Under the pretext of the “struggle against terror”

German police conduct massive operation against G8 protesters

By Stefan Steinberg
11 May 2007

German police carried out a series of highly coordinated raids against anti-globalisation and left-wing organizations across Germany on Wednesday. Nine hundred police searched a total of 40 locations in the cities of Berlin, Hamburg, Bremen and other towns in northern Germany. The raids were authorised by the General Attorney’s Office on the basis of Paragraph 129a of German law, i.e., that the organisations raided were involved in the “creation of a terrorist organisation.” According to the Attorney’s Office, terrorist attacks were being prepared primarily in connection with the G8 summit to be held in Germany this summer.

In Berlin, hundreds of police were involved in raids throughout the suburb of Kreuzberg.
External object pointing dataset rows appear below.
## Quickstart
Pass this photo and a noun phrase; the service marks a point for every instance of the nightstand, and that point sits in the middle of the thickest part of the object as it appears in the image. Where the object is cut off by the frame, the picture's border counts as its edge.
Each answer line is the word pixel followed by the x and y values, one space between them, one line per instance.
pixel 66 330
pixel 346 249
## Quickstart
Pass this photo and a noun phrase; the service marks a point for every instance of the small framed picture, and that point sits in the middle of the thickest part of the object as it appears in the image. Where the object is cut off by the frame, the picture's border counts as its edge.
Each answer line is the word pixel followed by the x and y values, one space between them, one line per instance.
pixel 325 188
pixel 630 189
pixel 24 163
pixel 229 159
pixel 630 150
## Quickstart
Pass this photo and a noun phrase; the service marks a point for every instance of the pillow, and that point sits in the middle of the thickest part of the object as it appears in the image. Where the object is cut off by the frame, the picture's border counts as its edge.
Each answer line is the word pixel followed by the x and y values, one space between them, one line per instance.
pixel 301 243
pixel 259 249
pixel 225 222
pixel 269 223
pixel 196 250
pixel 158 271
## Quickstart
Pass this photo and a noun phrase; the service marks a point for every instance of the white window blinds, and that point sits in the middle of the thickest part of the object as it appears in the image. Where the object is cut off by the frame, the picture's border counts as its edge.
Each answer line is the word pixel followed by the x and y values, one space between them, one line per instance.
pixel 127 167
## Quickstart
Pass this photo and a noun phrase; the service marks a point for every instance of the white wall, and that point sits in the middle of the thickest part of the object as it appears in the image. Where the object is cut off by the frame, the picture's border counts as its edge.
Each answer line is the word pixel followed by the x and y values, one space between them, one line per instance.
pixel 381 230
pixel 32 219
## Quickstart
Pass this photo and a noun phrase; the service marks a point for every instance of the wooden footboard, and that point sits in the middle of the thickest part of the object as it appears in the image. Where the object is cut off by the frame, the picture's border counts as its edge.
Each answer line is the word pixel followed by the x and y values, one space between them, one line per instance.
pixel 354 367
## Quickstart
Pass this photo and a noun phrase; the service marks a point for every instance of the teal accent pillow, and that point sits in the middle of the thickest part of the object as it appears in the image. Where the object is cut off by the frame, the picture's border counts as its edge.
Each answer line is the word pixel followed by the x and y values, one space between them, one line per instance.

Police conducted an extensive search of the Mehringhof complex of apartments and shops, including a bookstore and bakery. Raids were also carried out in other offices and apartments in Kreuzberg, in which computers, hard discs, printers and files were confiscated. Police also shut down a Berlin-based computer server used to coordinate the activities of left-wing and anarchist groups.

In the northern city of Hamburg police raided an alternative cultural centre, Die Rote Flora. Large numbers of police stormed the building early Wednesday morning confiscating 10 computers and other documentation.

Dozens of other sites were also subject to police raids in Lower Saxony, Bremen, Brandenburg und Schleswig-Holstein. The main targets were farms, which federal prosecutors declared were suspected of being planning and supply centres for protesters. Despite the massive size of the operation police made no arrests in the course of their raids. Around 20 persons were taken into custody when angry crowds gathered to protest the police action. Three thousand gathered in Berlin Wednesday evening for a spontaneous protest against the police action, and large numbers of youth also took to the streets in Hamburg.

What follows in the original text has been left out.